I've been to Texas!
Last weekend, Thursday to Monday, I flew to Austin to sightsee with Peter after his business finished in San Antonio. My first real adventure, after driving the hour from Austin to San Antonio surrounded by pickup trucks (not unlike Alberta!), was to visit four of the five missions of the San Antonio Missions National Historic Park. The sites are beautiful, even though according to the interpretive signs the Indians were darn lucky those priests showed up. Hunting and Gathering was clearly getting them nowhere. Austin itself is an entertaining town, and although it bills itself as the 'live music capital of the world,' we approached it more like the 'tasty food capital of Texas.' There was (hormone free!) barbecue at Ruby's, migas and breakfast tortillas at Las Manitas and Trudy's, interior Mexican mole and enchiladas at Curras, and deliciousness from the on-site garden at the Eastside Cafe. While not eating, we baked in the sun at the Austin park festival's "Flugtag," in which teams of weirdos threw themselved off a 30-foot high ramp into a river with homemade flying machines. My favourite was definitely the hot-dog themed one where a guy dressed up as a wiener went flailing away from the bun, tray, mustard, and ketchup alone into the water. Obviously, none of the entrants really planned to "fly."

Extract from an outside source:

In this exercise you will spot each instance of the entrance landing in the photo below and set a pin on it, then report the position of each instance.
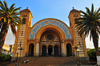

Finally, an interesting thing about Texans is their obsession with the geographical shape of their state. I was thrilled to find this Texas-shaped waffle iron in the breakfast buffet at our San Antonio Hotel, and even more thrilled to devour a little, crispy, golden Texas.

(and, for those legions of you who apparently want to buy a Texas-shaped waffle iron, we stayed at a Residence Inn. Call them to ask where they got it.)